@Hammer
You'd be correct except for a few things:
IBM's 970 is only 1 stage shorter, to begin with. This makes for a
top Mhz rating of around 5Ghz on the next-generation process. But IBM
did something Intel didn't: It made the pipes WIDE. IBM's throwing
upwards of 12 instructions down the pipes at once! This means over
200 instructions are flying through this thing's pipes.
Then there's the thuroughput issue. Intel's still using the
shared-bus approach it pioneered so many years ago to save pin count,
assuming that a single, wide bus would be faster. In truth, it is
only cheaper than two smaller dedicated-route busses as done up in
older machines such as the Cray. IBM's got the edge in I/O handling,
being able to both send *AND* recieve instructions on the same cycle.

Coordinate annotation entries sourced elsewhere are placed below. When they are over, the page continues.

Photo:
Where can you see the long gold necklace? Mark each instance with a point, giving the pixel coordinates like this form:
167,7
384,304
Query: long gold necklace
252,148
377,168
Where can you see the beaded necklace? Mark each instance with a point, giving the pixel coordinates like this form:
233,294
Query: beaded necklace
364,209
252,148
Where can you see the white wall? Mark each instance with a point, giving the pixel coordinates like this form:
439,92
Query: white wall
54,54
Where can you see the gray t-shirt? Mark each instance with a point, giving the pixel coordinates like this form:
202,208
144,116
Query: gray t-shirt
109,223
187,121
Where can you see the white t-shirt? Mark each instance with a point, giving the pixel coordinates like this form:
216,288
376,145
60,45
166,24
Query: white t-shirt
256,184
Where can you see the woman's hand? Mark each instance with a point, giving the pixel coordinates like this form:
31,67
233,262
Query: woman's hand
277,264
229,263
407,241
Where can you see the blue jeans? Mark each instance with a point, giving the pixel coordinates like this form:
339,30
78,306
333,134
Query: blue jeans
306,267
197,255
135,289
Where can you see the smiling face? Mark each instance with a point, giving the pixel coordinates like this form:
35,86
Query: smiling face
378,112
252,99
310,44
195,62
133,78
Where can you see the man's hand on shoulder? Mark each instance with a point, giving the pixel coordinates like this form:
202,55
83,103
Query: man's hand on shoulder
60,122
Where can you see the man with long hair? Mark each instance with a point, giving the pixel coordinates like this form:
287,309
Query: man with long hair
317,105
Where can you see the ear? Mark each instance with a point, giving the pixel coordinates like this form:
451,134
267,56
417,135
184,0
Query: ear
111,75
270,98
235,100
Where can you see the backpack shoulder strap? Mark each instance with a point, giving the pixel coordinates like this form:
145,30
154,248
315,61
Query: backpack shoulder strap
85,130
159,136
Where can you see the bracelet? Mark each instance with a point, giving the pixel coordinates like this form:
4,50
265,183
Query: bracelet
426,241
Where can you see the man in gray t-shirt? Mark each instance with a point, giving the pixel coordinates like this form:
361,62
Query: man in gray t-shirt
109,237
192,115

The latency in Intel's bus design, as it switches from send to recieve
adds hundreds of thousands of wait cycles to the system, all in the
extremely critical FSB area. IBM's fixed-task busses by comparison
can make full use of the availible bandwidth, delivering on the
potential of the design.
now, let's add in IBM's multiple processor approach, seperate channels
per-processor verses Intel's shared-bus approach. Means that if you
provide a large enough memory pipe that IBM MP approaches will be
zooming past anything Intel can throw at it.